Thomas said to him, "Lord, we do not know where you are going. How can we know the way" Jesus said to him, "I am the way, and the truth, and the life,. Now one comes to the Father except through me. If you know me, you will know my Father also. From now on you do know him and have seen him."

14:15-17

If you love me, you will keep my commandments. And I will ask the Father, and he will give you another Advocate, to be with you forever. This is the Spirit of truth, whom the world cannot receive becuase it neither sees him nor known him. You know him, because he abides with you, and he will be in you.

 

 

 

What kind of commandments did God give? Jesus' entire life. His whole teaching career was not just a lead up to his Crucifixion, but Jesus showed us a perfect, sinless life. What life is meant to be lived like. What does it mean to be a Christian if not to be a follower of Christ?

 

Matthew 16:24-26

 

Then Jesus told his disciples, ‘If any want to become my followers, let them deny themselves and take up their cross and follow me. For those who want to save their life will lose it, and those who lose their life for my sake will find it. For what will it profit them if they gain the whole world but forfeit their life? Or what will they give in return for their life?

 

 

Sure we're going to fail and stumble, but Jesus told us to be perfect as his Father is perfect. We should strive to be like Jesus in all respects.
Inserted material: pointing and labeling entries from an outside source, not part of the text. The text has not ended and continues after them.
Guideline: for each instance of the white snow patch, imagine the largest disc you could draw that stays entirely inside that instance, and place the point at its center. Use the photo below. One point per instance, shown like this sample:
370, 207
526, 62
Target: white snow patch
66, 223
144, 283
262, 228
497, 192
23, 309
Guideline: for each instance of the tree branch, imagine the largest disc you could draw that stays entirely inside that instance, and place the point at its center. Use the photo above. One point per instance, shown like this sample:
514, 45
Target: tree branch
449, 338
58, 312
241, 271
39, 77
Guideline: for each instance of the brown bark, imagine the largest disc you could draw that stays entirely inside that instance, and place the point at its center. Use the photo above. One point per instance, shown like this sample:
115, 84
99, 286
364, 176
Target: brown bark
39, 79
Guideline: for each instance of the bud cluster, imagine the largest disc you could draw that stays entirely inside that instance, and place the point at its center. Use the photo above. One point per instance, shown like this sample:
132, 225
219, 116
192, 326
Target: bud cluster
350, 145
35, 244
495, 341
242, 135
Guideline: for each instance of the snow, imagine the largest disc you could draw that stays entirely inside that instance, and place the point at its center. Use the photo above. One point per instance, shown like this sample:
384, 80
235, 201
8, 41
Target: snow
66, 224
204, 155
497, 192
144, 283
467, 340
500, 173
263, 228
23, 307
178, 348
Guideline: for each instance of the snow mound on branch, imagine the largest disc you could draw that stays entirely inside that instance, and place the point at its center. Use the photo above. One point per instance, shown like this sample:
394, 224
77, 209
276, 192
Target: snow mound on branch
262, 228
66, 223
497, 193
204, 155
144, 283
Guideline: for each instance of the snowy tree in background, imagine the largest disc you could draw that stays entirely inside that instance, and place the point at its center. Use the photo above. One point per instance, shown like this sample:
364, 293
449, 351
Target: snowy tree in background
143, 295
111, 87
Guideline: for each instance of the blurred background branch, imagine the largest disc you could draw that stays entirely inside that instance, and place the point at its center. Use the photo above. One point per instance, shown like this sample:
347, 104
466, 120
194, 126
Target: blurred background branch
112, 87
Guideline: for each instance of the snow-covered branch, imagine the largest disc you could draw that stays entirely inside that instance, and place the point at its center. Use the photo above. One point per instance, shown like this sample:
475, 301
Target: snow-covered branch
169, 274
But he also gave us the two greatest commandments, Matt 22:34-40

 

When the Pharisees heard that he had silenced the Sadducees, they gathered together, and one of them, a lawyer, asked him a question to test him. “Teacher, which commandment in the law is the greatest?” He said to him, “’You shall love the Lord your God with all your heart, and with all your soul, and with all your mind.’ This is the greatest and first commandment. And a second is like it: ‘You shall love your neighbor as yourself.’ On these two commandments hang all the law and the prophets.”

 

 

I don't believe that you can only love God as a Christian. I believe you can love God without even knowing the name of Christ.

 

The passage you quoted says 'If you love me, you will keep my commandments'.

 

I believe you can keep Jesus' commandments or attempt to keep them, which amounts to being Christ-like in all respects, without knowing the name or the details of the life of the person who gave these commandments. I sincerely believe that if you worship Shiva and yet or because you worship Shiva, you live out a life that adheres to the Sermon on the Mount, for example, then you are keeping Jesus' commandments, including the one about loving God. I don't think that loving Shiva necessarily means you don't love God.

 

There it is. I think I'm probably far beyond what the Catholic Church teaches, but that's what I believe.